In this new order, traditional virtues — restraint, merit, personal responsibility — are recast as instruments of oppression. Identity and emotional validation now trump evidence and reason. Silence itself has become guilt. What was once humility is now complicity. The moral vocabulary of the past — duty, discipline, honor — has been replaced by a therapeutic language of harm, trauma, and safety.
The redefinition of mores is not just cultural drift; it is a form of governance. Moral authority is the most potent kind of authority because it requires no enforcement. People comply willingly when they believe compliance is virtuous. By reshaping moral boundaries, those who control the cultural narrative can reshape public behavior, institutions, and even law.

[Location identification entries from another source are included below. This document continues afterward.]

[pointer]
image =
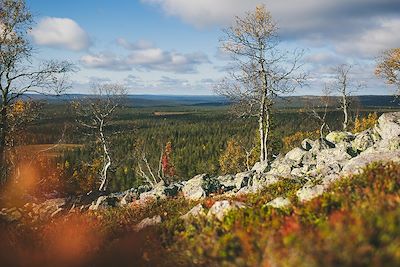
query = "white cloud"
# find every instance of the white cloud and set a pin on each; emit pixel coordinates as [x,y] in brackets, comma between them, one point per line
[373,41]
[142,56]
[60,33]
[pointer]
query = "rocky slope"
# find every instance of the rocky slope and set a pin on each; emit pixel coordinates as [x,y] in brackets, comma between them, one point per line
[315,165]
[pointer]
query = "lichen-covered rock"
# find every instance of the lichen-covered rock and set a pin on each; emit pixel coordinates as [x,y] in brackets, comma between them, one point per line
[309,191]
[389,125]
[242,179]
[296,155]
[221,208]
[363,140]
[147,223]
[356,164]
[260,167]
[307,144]
[279,203]
[200,186]
[337,137]
[227,182]
[196,212]
[104,202]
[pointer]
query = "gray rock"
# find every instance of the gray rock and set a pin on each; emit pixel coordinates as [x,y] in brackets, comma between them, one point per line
[104,202]
[128,197]
[242,179]
[196,212]
[338,137]
[296,155]
[147,223]
[221,208]
[260,167]
[363,141]
[227,182]
[200,186]
[309,191]
[355,165]
[389,125]
[307,144]
[279,203]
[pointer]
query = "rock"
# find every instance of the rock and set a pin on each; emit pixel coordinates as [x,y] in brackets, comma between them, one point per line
[321,144]
[261,180]
[296,155]
[309,191]
[221,208]
[363,140]
[196,212]
[260,167]
[281,170]
[147,223]
[279,203]
[104,202]
[11,215]
[227,182]
[56,212]
[307,144]
[173,189]
[332,160]
[128,197]
[389,125]
[355,165]
[242,179]
[200,186]
[337,137]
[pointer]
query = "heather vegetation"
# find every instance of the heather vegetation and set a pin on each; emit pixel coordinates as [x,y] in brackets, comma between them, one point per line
[355,223]
[251,177]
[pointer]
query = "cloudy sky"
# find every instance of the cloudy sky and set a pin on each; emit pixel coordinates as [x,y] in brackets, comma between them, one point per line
[171,46]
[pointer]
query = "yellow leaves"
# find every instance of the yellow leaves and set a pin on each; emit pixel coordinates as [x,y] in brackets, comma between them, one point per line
[388,66]
[294,140]
[365,123]
[232,159]
[18,107]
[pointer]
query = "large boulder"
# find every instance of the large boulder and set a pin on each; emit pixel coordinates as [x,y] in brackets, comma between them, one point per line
[200,186]
[147,222]
[279,203]
[355,165]
[260,167]
[337,137]
[364,140]
[389,125]
[296,155]
[104,202]
[221,208]
[310,191]
[196,212]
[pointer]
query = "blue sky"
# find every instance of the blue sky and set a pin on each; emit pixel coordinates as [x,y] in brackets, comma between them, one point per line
[171,46]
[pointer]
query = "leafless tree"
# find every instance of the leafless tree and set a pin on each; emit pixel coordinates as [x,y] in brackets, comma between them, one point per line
[345,85]
[95,113]
[260,71]
[147,172]
[320,110]
[18,74]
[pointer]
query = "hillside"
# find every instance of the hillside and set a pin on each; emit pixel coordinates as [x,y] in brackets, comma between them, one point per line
[329,202]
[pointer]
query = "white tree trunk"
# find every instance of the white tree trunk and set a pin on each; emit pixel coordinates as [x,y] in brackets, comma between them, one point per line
[107,159]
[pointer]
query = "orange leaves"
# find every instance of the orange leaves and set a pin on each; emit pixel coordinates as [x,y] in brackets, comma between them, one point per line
[388,66]
[365,123]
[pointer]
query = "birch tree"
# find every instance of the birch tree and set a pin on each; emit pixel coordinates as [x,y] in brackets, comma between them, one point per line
[19,76]
[345,86]
[260,71]
[388,67]
[320,111]
[95,113]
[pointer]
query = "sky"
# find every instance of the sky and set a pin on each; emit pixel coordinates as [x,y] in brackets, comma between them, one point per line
[172,46]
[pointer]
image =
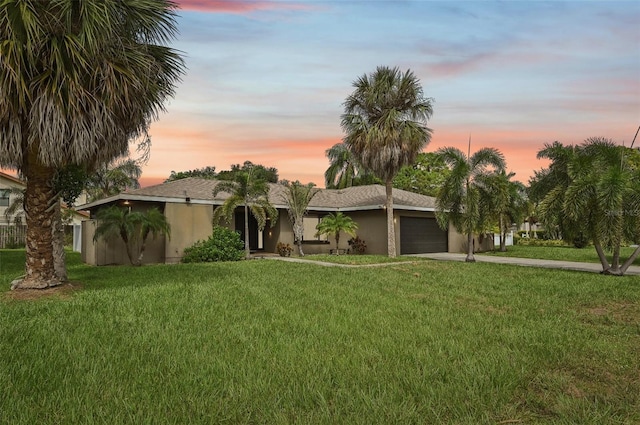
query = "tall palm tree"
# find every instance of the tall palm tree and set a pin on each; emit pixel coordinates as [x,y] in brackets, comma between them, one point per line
[78,79]
[333,224]
[604,196]
[344,169]
[297,197]
[458,200]
[133,228]
[385,122]
[253,194]
[548,187]
[503,200]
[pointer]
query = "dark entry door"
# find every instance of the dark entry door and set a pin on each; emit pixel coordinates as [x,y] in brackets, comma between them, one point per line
[253,229]
[419,235]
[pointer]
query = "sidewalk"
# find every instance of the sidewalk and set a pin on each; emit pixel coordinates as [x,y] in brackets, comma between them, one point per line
[528,262]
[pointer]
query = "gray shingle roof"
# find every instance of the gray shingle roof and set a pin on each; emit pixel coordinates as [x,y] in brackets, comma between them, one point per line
[349,199]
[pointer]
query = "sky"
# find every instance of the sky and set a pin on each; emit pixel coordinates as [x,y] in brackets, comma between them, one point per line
[266,80]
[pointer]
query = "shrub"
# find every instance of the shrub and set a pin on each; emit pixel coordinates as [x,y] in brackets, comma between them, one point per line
[223,245]
[357,245]
[284,249]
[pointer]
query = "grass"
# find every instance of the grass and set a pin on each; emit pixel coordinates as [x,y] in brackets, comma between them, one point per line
[277,342]
[360,260]
[564,253]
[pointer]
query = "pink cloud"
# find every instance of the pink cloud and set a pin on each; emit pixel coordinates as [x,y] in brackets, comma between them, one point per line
[237,6]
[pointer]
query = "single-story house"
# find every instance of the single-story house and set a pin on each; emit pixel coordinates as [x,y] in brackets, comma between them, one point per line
[188,206]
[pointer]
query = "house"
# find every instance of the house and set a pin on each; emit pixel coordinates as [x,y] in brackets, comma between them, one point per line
[15,221]
[188,206]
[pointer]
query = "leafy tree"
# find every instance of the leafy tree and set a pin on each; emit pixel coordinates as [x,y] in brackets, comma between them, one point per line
[385,122]
[344,169]
[78,79]
[601,194]
[425,176]
[250,192]
[133,228]
[259,172]
[547,189]
[333,224]
[503,201]
[297,197]
[203,173]
[458,200]
[113,178]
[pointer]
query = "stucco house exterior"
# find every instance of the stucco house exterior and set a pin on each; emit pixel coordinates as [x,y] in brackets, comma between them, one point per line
[188,205]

The beneficiaries of this moral upheaval are easy to identify. Those who position themselves as interpreters of the new creed — diversity consultants, activists, media commentators, and bureaucrats — have built careers and institutions upon it. Entire industries now depend on the maintenance of moral panic: corporate diversity, equity, and inclusion offices; “bias response” teams on campuses; HR departments that function as moral police. They claim to pursue justice, but the practical rewards are power, prestige, and profit.

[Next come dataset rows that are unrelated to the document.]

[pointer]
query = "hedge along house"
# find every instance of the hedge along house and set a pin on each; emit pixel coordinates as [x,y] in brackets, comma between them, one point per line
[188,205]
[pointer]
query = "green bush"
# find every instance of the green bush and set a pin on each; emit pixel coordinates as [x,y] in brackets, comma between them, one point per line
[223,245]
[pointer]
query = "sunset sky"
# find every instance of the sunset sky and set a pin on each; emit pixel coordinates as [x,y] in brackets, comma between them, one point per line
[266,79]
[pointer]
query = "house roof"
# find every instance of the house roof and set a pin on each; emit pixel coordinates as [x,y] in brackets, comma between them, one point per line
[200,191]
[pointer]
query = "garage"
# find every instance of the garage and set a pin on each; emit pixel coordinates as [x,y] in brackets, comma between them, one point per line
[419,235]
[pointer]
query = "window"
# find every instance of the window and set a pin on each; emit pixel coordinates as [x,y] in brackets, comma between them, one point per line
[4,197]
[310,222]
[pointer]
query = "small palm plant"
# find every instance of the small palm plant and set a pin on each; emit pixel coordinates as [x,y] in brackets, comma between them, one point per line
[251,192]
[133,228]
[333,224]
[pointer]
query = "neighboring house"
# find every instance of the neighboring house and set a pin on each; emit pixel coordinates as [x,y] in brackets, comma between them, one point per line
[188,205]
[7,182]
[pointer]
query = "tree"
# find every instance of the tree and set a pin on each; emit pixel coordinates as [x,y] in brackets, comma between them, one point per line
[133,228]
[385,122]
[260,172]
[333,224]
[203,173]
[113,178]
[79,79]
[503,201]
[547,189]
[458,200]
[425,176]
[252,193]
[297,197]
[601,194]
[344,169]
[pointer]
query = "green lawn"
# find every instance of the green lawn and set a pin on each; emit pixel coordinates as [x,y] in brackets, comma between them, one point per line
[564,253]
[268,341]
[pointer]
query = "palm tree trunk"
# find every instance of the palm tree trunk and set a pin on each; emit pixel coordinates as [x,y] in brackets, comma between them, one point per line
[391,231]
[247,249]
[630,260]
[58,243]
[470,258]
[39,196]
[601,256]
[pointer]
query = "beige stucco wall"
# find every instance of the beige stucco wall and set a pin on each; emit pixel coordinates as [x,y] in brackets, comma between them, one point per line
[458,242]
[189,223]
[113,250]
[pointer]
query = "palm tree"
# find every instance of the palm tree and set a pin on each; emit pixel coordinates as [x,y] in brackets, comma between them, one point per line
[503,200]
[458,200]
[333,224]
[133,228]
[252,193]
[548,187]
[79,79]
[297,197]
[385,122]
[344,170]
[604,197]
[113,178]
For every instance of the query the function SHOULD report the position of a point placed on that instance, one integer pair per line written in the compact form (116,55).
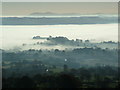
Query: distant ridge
(51,13)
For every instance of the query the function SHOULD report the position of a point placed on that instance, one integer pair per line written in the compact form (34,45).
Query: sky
(26,8)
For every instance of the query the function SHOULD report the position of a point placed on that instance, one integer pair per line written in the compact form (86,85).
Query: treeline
(75,58)
(94,77)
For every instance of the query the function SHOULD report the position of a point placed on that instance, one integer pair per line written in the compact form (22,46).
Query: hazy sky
(25,8)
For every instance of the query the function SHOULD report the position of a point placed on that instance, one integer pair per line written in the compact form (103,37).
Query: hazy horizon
(26,8)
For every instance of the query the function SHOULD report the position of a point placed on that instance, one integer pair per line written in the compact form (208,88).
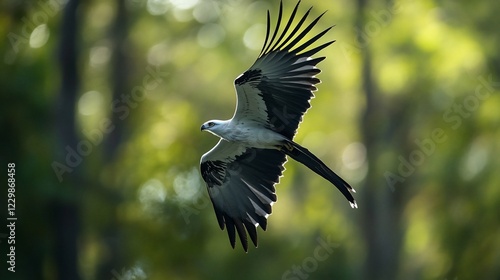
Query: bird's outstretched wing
(277,89)
(240,183)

Beyond economics, the real prize is cultural dominance. When reformers control the definition of virtue, they control the boundaries of speech, thought, and public life. They decide which opinions are “harmful,” which historical figures are remembered, and which words are banned. Their rule is not political in the traditional sense; it is moral, and therefore total. To oppose it is not simply to be wrong — it is to be wicked.

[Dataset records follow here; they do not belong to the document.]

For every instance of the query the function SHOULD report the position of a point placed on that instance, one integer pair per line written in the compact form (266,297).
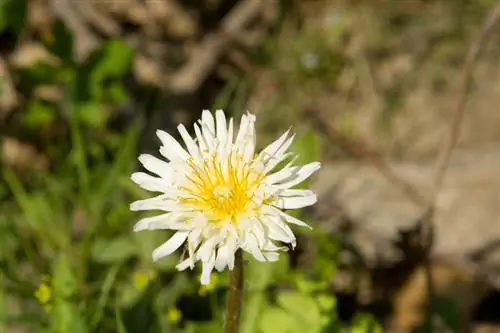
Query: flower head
(219,196)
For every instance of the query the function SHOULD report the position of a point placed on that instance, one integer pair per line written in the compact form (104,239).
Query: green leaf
(276,320)
(39,113)
(12,15)
(259,277)
(119,322)
(301,306)
(104,296)
(66,316)
(110,62)
(91,114)
(365,323)
(306,146)
(112,250)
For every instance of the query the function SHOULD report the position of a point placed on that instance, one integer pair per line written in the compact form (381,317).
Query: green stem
(235,295)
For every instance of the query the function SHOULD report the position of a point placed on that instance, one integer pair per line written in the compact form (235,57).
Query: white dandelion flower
(219,196)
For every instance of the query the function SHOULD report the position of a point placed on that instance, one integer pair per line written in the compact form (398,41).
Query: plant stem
(235,295)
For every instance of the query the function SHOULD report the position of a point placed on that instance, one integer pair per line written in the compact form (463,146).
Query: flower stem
(235,295)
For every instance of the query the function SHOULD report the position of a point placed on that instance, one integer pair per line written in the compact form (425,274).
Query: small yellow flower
(174,315)
(44,293)
(210,287)
(142,279)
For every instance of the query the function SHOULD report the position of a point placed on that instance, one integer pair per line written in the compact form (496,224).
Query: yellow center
(222,195)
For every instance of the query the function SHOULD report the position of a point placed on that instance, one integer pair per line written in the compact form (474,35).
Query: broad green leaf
(12,15)
(65,315)
(365,323)
(91,114)
(306,146)
(39,113)
(301,306)
(112,61)
(119,322)
(104,296)
(112,250)
(276,320)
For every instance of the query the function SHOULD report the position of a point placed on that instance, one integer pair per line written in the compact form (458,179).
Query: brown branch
(204,59)
(450,142)
(361,151)
(473,54)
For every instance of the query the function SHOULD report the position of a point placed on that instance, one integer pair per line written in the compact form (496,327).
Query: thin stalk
(235,295)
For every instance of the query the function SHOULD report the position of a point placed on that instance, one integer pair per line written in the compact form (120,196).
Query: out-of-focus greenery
(68,257)
(69,261)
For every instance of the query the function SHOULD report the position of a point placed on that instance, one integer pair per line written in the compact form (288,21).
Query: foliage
(69,261)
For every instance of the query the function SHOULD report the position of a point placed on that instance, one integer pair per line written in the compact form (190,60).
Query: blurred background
(369,87)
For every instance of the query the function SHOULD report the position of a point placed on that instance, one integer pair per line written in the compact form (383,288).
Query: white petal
(201,141)
(155,165)
(208,120)
(222,256)
(295,192)
(271,256)
(277,230)
(149,182)
(220,118)
(271,149)
(292,220)
(242,130)
(251,245)
(193,149)
(171,148)
(207,248)
(208,128)
(301,174)
(183,265)
(170,246)
(279,156)
(156,203)
(208,266)
(295,202)
(284,174)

I think the pace of this transformation is historically unprecedented. In earlier eras, moral revolutions unfolded over generations. Today, social media can reset a culture’s conscience in a few years. Institutions capitulate instantly, terrified of moral isolation. But the rapid destruction of inherited moral frameworks leaves a vacuum that no new code can easily fill. When shared values collapse, moral fragmentation follows. The resulting confusion is not progress but chaos, governed by outrage and fear.
A civilization cannot endure without a stable moral center. When guilt is mistaken for virtue and grievance for justice, society becomes performative rather than principled. The rituals of confession and redemption — once the domain of religion — are now political, and their theology is resentment. The new moral architects are not building a freer society; they are constructing one that is compliant, sentimental, and self-loathing.
The struggle over mores, then, is not a secondary culture war — it is the defining political struggle of our time. The question is no longer who makes the laws but who defines what is moral. Those who control that definition control everything else. And at present, they are busy remaking the conscience of the nation.
It’s not hard to see that conservatives and Christians are trying to hold the line against an axis of progressive, collectivist, and anti-religious forces that are actively working to destroy the “old order.” The problem is that Western Civilization sits on the foundation of that “old order.” What comes after, they have no idea.